J’ai pris ma journée pour faire ce que j’aime. Cinéma, balade en bord de Seine… ce n’est pas si grave, cinquante ans, pas besoin de feu d’artifice ! Étienne m’a prévenue qu’il passait me prendre en fin d’après-midi. Il a insisté pour que j’ouvre le 3 – l’indice du jour. C’est un cercle argenté à gratter, qui révèle cette phrase : « Tu n’as plus qu’à t’élancer seule sur la piste ! » J’ai tout de suite pensé à une piste de danse, mais c’est un peu tôt, l’heure de l’apéro, pour aller en boîte de nuit. Sauf s’il s’agit d’un thé dansant pour quinquagénaires et plus.

*

Je n’y crois pas. Il a osé.
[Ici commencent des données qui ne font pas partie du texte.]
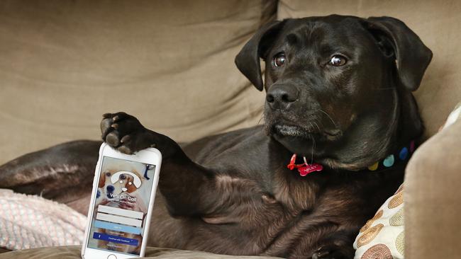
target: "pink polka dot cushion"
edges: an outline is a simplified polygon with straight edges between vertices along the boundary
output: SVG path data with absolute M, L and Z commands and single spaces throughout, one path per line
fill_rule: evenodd
M 79 245 L 86 222 L 65 205 L 0 189 L 0 248 Z

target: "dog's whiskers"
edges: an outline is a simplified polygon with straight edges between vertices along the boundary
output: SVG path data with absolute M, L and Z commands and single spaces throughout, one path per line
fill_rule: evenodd
M 330 120 L 331 120 L 331 122 L 333 122 L 333 125 L 335 127 L 337 127 L 337 126 L 336 126 L 336 123 L 335 123 L 335 121 L 333 120 L 333 118 L 331 117 L 331 116 L 330 116 L 330 115 L 328 115 L 326 111 L 324 111 L 324 110 L 322 110 L 322 109 L 316 109 L 316 110 L 318 110 L 318 111 L 320 111 L 320 112 L 323 113 L 323 114 L 325 114 L 325 115 L 326 115 L 326 116 L 330 119 Z

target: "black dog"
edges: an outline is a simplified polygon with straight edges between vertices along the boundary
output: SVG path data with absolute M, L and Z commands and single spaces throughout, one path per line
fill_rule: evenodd
M 411 92 L 431 57 L 392 18 L 272 22 L 235 59 L 260 91 L 265 61 L 265 127 L 182 149 L 118 113 L 104 115 L 102 137 L 123 153 L 156 146 L 163 154 L 150 245 L 352 258 L 358 229 L 402 181 L 407 159 L 389 167 L 383 159 L 423 131 Z M 99 144 L 70 142 L 22 156 L 0 167 L 0 185 L 85 212 Z M 290 171 L 293 154 L 323 171 Z M 377 169 L 367 168 L 377 161 Z

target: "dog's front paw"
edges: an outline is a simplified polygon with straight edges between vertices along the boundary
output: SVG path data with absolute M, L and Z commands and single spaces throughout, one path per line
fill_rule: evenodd
M 101 132 L 103 141 L 124 154 L 155 146 L 149 131 L 134 116 L 125 113 L 103 115 Z
M 349 246 L 324 246 L 312 255 L 312 259 L 352 259 L 355 251 Z

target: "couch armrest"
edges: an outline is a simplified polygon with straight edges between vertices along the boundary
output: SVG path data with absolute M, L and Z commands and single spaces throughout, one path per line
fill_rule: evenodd
M 416 150 L 404 195 L 405 258 L 461 258 L 461 120 Z

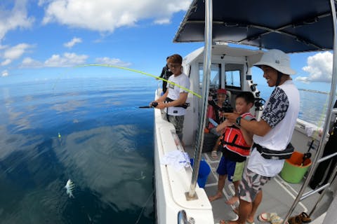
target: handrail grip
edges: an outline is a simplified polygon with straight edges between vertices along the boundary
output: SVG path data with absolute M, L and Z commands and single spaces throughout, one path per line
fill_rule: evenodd
M 188 224 L 187 216 L 183 209 L 178 212 L 178 224 Z
M 337 155 L 337 152 L 333 153 L 333 154 L 331 154 L 331 155 L 326 155 L 326 156 L 324 156 L 324 157 L 322 157 L 322 158 L 320 158 L 319 160 L 318 160 L 317 162 L 322 162 L 323 161 L 325 161 L 325 160 L 327 160 L 334 156 L 336 156 Z

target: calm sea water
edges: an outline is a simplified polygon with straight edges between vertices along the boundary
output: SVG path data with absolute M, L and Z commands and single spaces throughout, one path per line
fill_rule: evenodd
M 0 85 L 0 223 L 153 223 L 153 109 L 138 106 L 155 88 L 116 78 Z
M 157 85 L 118 77 L 0 83 L 1 223 L 154 223 L 153 109 L 138 106 Z M 258 88 L 267 99 L 272 89 Z M 317 124 L 327 95 L 300 94 L 300 118 Z M 64 188 L 70 178 L 74 198 Z

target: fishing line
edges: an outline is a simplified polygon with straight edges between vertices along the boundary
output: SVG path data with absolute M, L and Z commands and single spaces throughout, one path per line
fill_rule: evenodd
M 78 66 L 76 66 L 75 68 L 81 68 L 81 67 L 86 67 L 86 66 L 105 66 L 105 67 L 110 67 L 110 68 L 115 68 L 115 69 L 124 69 L 124 70 L 126 70 L 126 71 L 133 71 L 133 72 L 136 72 L 136 73 L 139 73 L 139 74 L 143 74 L 143 75 L 145 75 L 145 76 L 150 76 L 150 77 L 152 77 L 152 78 L 157 78 L 157 79 L 160 79 L 163 81 L 166 81 L 168 83 L 170 83 L 170 84 L 172 84 L 172 85 L 176 85 L 178 86 L 178 88 L 184 90 L 186 90 L 188 92 L 190 93 L 192 93 L 192 94 L 194 94 L 194 96 L 196 97 L 198 97 L 199 98 L 201 98 L 201 96 L 199 95 L 199 94 L 192 91 L 192 90 L 190 90 L 189 89 L 187 88 L 185 88 L 185 87 L 183 86 L 181 86 L 180 85 L 178 85 L 175 83 L 173 83 L 171 81 L 169 81 L 165 78 L 160 78 L 160 77 L 158 77 L 158 76 L 156 76 L 154 75 L 152 75 L 152 74 L 148 74 L 148 73 L 146 73 L 146 72 L 144 72 L 144 71 L 139 71 L 139 70 L 136 70 L 136 69 L 129 69 L 129 68 L 126 68 L 126 67 L 122 67 L 122 66 L 117 66 L 117 65 L 112 65 L 112 64 L 83 64 L 83 65 L 78 65 Z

Étienne m’a amenée les yeux bandés dans ce qui, sur le plan sonore, ressemble à un hall de gare bondé. Il grogne pour me mettre des chaussures à lacets très serrées, lourdes et bizarres, comme de courtes échasses de plomb. Puis me conduit dans un entrepôt frigorifique, je suis gelée. Là, il ôte le bandeau et m’abandonne à Greta, moulée dans un legging molletonné et polaire assortie. Elle me tend les bras, un sourire givré aux lèvres. Mais pas question de lâcher le bord. Greta ondule du bassin au rythme d’une musique rock qui empêche de se parler. Autour de moi, des couples se tiennent la main et tournent, ils ont l’air heureux. Des enfants se coursent de long en large, se balancent d’un mouvement aisé et fluide. Ça a l’air facile. Mais moi je suis raide sur mes patins, avec l’impression d’être un culbuto qui hésiterait entre la chute avant et la chute arrière. Entre les dents et le coccyx, il faut choisir sa douleur et son suivi médical post-traumatique.

J’ai peur.

J’ai deux heures de cours avec Greta. Une éternité à se demander pourquoi Étienne m’inflige une telle torture. Ma prof adopte une nouvelle tactique. Elle m’attrape le poignet et me tire vers elle avec détermination. Me voilà partie, cramponnée à son bras comme un ado à son smartphone. Au secours !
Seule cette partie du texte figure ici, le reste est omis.